Throughout our lives, we constantly interact with others, make impressions, and build relationships. Such interpersonal relationships either add to or subtract from the feelings we have for each other[1] . That is the invisible but important “emotional account” we need to manage.
We make deposits and withdrawals in these accounts every time we have interactions with each other. Positive interactions —acts of kindness, showing appreciation, offering support — are considered deposits that build trust and strengthen emotional connection. Negative interactions — criticism, breaking promises, neglecting others’ needs —are considered withdrawals that diminish the account balance. Good human behaviors and attitudes will help keep most of our accounts in the positive range.
More importantly, we should examine closely the accounts we hold with the most important people in our lives; our family, our boss, and our close friends. For example, have you missed an important deadline at work and put the project in jeopardy? Did you say something to put down your child’s effort after they failed at something? Did you forget your wedding anniversary dinner engagement? Those are big withdrawals from your relationship accounts. But you have ways to deposit and replenish these accounts. Did you spend a week taking care of your ailing spouse? Did you work overtime to rescue a failing proposal? Did you have a special day out with your child?
Depending on the severity of the withdrawals and the value of the deposits, your accounts with these people may be full, half full, empty, or even in the red. It is time to do a mental check of these emotional accounts. Better yet, have a heart-to-heart discussion with the important people in your life and seek ways to have healthy emotional/relationship accounts, just like your well-managed financial accounts.

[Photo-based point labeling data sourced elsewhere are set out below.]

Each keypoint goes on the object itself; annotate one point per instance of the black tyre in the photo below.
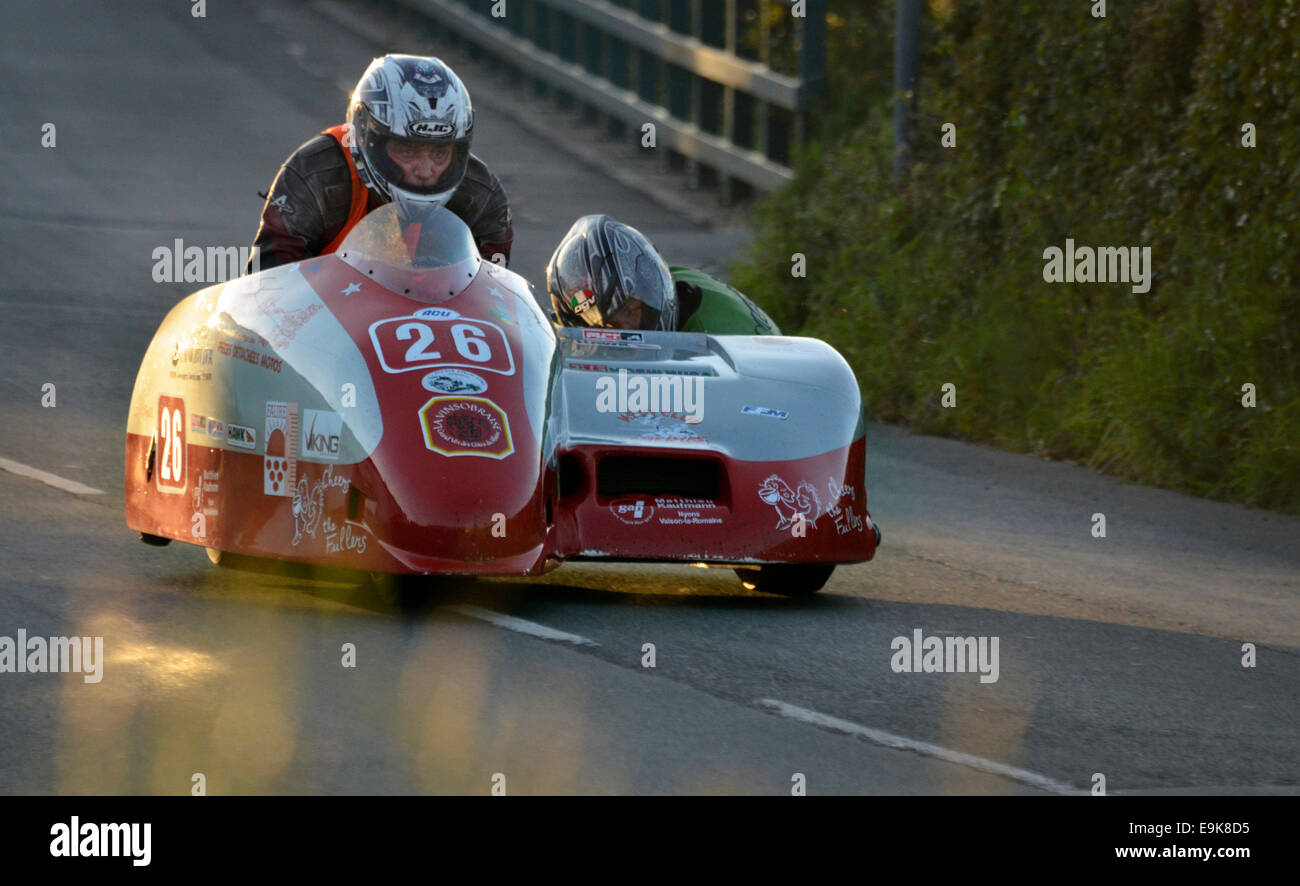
(787, 578)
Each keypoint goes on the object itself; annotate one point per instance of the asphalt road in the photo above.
(1118, 655)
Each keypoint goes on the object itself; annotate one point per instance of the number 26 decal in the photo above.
(169, 457)
(410, 343)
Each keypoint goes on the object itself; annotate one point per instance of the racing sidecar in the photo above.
(404, 407)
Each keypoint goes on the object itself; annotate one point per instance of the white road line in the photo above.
(889, 739)
(52, 480)
(523, 626)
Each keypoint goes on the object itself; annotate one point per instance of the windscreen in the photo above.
(430, 259)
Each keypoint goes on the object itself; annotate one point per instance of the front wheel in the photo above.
(787, 578)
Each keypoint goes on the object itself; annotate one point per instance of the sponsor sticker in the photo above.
(666, 511)
(687, 512)
(323, 433)
(466, 425)
(766, 411)
(454, 381)
(242, 437)
(667, 426)
(436, 313)
(632, 511)
(791, 503)
(612, 337)
(429, 129)
(280, 464)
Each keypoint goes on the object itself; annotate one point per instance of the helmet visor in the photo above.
(416, 165)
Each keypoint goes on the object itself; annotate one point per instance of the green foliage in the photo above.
(1114, 131)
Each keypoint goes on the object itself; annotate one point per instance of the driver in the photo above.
(406, 140)
(605, 273)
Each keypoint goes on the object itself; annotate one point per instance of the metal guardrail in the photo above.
(677, 64)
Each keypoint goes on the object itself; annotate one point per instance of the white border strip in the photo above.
(523, 626)
(901, 743)
(51, 480)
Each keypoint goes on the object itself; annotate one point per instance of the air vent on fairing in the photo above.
(694, 478)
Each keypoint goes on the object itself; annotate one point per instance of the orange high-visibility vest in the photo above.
(360, 194)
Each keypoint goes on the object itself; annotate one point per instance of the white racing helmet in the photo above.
(417, 99)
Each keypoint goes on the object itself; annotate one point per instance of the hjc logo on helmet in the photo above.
(430, 130)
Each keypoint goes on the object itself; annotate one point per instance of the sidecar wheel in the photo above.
(787, 578)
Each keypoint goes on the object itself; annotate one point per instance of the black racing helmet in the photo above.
(605, 273)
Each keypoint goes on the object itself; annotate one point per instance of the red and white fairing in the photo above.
(402, 407)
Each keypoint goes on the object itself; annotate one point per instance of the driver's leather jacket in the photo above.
(317, 198)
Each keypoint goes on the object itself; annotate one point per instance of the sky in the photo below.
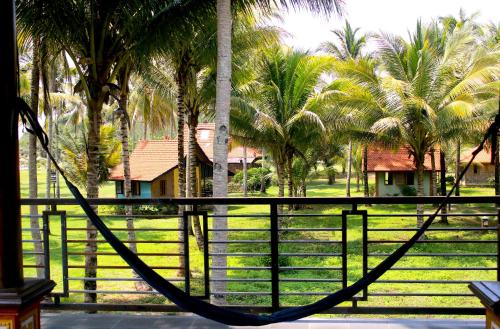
(307, 31)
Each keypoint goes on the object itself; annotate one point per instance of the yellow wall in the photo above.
(169, 186)
(172, 184)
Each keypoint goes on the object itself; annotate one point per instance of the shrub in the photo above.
(148, 209)
(407, 190)
(283, 261)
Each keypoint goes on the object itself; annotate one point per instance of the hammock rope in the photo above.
(218, 313)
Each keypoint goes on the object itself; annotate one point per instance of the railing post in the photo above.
(344, 248)
(46, 244)
(187, 279)
(206, 265)
(365, 250)
(275, 284)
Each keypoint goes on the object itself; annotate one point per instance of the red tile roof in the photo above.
(483, 157)
(150, 159)
(205, 137)
(380, 159)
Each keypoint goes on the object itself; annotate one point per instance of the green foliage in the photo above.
(255, 176)
(450, 179)
(148, 209)
(408, 190)
(74, 149)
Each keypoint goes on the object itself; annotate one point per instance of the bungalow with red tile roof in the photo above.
(205, 137)
(482, 169)
(154, 170)
(395, 169)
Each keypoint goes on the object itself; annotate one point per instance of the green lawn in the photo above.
(325, 220)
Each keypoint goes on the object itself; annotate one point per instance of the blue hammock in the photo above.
(221, 314)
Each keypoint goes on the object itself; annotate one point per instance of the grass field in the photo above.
(255, 290)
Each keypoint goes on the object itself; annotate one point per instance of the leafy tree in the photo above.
(75, 151)
(281, 113)
(431, 92)
(347, 46)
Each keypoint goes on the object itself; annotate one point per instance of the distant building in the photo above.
(154, 165)
(481, 171)
(395, 169)
(154, 170)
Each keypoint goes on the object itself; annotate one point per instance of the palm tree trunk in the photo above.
(289, 163)
(497, 170)
(358, 179)
(366, 187)
(349, 166)
(93, 144)
(442, 164)
(222, 106)
(57, 153)
(193, 186)
(263, 178)
(420, 191)
(145, 130)
(281, 190)
(245, 173)
(433, 174)
(32, 162)
(281, 179)
(50, 134)
(181, 165)
(127, 182)
(457, 168)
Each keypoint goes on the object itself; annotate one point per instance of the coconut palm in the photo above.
(281, 113)
(99, 36)
(347, 46)
(431, 93)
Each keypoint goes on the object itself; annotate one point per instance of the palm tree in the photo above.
(32, 156)
(280, 114)
(347, 47)
(99, 36)
(347, 44)
(431, 92)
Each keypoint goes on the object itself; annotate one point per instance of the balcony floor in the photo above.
(114, 321)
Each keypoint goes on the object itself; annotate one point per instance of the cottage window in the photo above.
(136, 188)
(119, 187)
(389, 178)
(410, 178)
(163, 187)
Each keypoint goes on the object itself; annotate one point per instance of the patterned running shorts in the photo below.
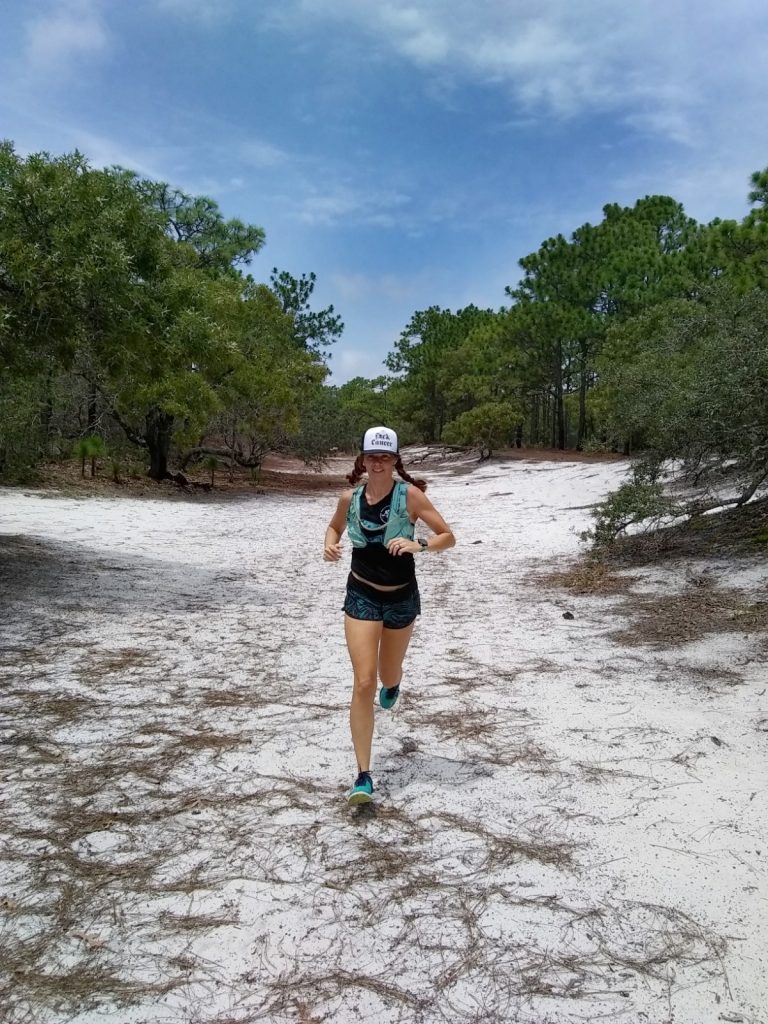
(389, 607)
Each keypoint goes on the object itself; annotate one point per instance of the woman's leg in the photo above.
(391, 652)
(363, 639)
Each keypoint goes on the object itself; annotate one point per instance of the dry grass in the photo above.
(589, 576)
(128, 830)
(701, 609)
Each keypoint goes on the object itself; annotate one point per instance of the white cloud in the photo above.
(205, 12)
(259, 154)
(346, 203)
(67, 33)
(359, 287)
(659, 61)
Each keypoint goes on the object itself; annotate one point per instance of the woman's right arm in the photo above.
(332, 547)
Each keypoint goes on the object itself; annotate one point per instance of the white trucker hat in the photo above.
(379, 440)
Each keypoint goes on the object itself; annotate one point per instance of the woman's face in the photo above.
(377, 465)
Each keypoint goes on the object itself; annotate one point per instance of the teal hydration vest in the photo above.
(398, 523)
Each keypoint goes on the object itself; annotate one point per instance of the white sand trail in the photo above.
(567, 828)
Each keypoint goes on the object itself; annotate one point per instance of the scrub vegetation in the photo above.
(131, 329)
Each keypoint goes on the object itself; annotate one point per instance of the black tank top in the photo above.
(374, 563)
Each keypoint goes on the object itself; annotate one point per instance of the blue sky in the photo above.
(409, 152)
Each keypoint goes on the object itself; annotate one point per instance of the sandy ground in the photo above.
(571, 824)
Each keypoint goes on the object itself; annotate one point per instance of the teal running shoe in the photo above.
(388, 696)
(363, 791)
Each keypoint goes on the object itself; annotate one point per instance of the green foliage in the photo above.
(691, 378)
(211, 463)
(23, 434)
(312, 330)
(641, 501)
(91, 448)
(487, 426)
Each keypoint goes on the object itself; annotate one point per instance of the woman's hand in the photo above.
(401, 546)
(332, 552)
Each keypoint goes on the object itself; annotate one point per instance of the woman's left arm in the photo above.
(420, 507)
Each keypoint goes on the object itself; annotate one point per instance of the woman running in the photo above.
(382, 598)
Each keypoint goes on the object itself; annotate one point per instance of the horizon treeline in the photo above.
(127, 317)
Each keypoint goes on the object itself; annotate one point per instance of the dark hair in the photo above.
(358, 471)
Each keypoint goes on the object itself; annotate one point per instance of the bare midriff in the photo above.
(377, 586)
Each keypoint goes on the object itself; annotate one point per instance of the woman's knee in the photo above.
(365, 687)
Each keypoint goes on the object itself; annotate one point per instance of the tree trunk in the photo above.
(582, 409)
(159, 430)
(559, 403)
(92, 410)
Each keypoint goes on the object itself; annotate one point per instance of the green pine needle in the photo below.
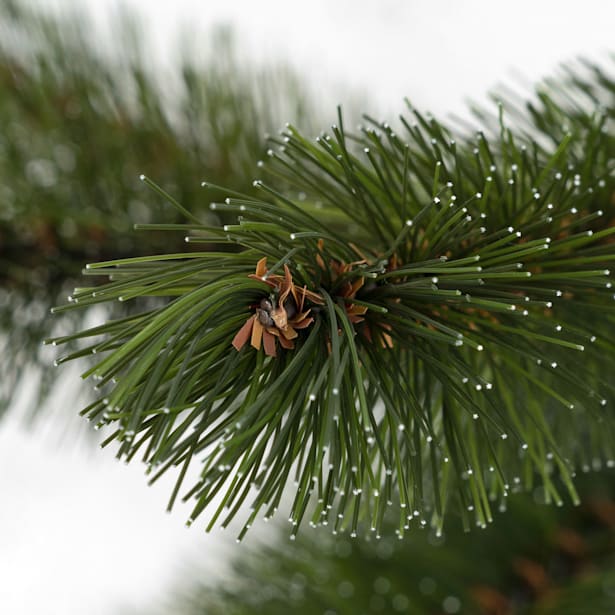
(461, 343)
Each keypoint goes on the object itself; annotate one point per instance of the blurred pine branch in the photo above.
(422, 321)
(534, 560)
(80, 124)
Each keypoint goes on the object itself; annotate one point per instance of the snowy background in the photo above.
(81, 533)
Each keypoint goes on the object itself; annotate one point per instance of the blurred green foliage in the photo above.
(80, 123)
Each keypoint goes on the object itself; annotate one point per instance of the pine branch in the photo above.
(79, 127)
(535, 560)
(421, 322)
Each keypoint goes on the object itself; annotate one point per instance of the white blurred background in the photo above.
(438, 53)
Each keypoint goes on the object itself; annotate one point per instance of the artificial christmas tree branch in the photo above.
(455, 341)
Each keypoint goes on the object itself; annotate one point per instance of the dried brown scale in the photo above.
(277, 318)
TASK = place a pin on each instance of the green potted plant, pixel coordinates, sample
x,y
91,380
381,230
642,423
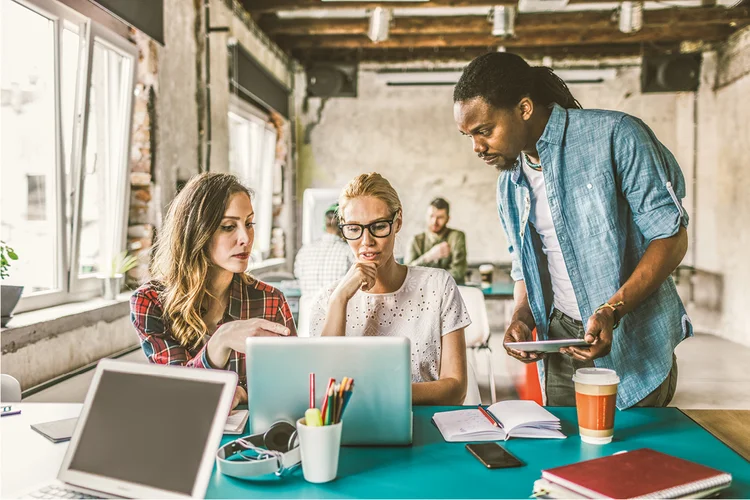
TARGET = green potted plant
x,y
121,264
11,294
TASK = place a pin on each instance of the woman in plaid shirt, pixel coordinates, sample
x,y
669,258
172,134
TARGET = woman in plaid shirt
x,y
201,305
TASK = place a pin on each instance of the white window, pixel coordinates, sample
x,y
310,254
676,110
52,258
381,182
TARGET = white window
x,y
252,155
65,115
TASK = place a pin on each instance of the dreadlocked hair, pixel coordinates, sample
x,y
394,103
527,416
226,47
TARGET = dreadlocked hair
x,y
503,79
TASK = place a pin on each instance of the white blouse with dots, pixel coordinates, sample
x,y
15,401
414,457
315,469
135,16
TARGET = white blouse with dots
x,y
427,306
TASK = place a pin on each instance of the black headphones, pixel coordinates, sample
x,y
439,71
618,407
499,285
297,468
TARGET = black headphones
x,y
275,451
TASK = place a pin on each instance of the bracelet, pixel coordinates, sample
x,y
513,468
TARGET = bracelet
x,y
615,312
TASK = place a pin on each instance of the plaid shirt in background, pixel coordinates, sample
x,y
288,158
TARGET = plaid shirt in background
x,y
257,300
320,263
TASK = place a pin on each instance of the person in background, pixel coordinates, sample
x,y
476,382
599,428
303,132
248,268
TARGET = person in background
x,y
201,305
590,203
381,297
324,261
439,246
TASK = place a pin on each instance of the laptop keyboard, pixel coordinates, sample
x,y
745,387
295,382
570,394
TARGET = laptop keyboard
x,y
58,492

年終銀行帳戶盤點,別忘了情感帳戶也需要整理 (2025/12/05)
-作者 許俊宸博士
-中譯 薛乃綺
年關將近,又到了一年一度整理生活清單的時節。這時我們常被提醒要檢視自己的財務狀況:看看信用卡餘額是否失控、銀行帳戶是否足以應付日常與緊急需求,還要依照市場變化與風險承受度調整投資組合。這些例行的年末財務盤點,確實重要,也早已成為習慣。
但在忙著整理財務時,我們往往忽略了一個同樣重要,甚至更能影響生活品質的「帳戶」—那就是「情感帳戶」或「關係帳戶」。它跟金錢無關,卻與我們與他人之間的互動所累積的情緒、信任與連結息息相關。這些帳戶看不見、摸不著,不會出現在任何銀行系統裡,但都確實存在我們的心裡,不論是否刻意記得。
生活中,人與人之間的每一次接觸,都會留下印象,也悄悄影響著關係的走向。這些互動會替彼此的情感帳戶加分或扣分,我們在不自覺中,一直都在為這些帳戶「存款」或「提款」。例如:
- 一句關心、一次感謝、一個在意別人的舉動,就是情感存款,能累積信任。
- 一句不經意的批評、一個跳票的承諾、一次忽略他人需要,就成了情感提款,使帳戶餘額下降。
良好而真誠的態度,往往能幫助我們讓大部分的情感帳戶保持在正向的狀態。尤其值得注意的是,與生命中重要的人—家人、伴侶、主管、親密朋友之間的帳戶,更需要我們細緻地檢視。回想一下:
- 是否曾因錯過重要的工作期限而影響他人?
- 是否對孩子的努力做出過於嚴厲的評語?
- 是否忘記了一個重要的家庭約定?
這些都是「大筆提款」。但同樣地,我們也有能力在這些帳戶中重新存款:
- 曾經花時間細心照顧生病的家人?
- 曾努力補救一件棘手的專案?
- 或是安排了一段難得而專屬的親子時光?
提款與存款的多寡不同,這些帳戶可能是飽滿的、半滿的、偏低的,甚至亮起了提醒我們注意的紅燈。這正是整理心情、盤點情感帳戶的好時機。
如果可以,不妨找個合適的時刻,與生命中重要的人聊一聊,一起理解彼此的感受與期待,讓這些情感帳戶更加健康而有韌性。就像妥善管理財務能帶來踏實感,照顧好情感帳戶,也能讓生活更穩定、更有溫度。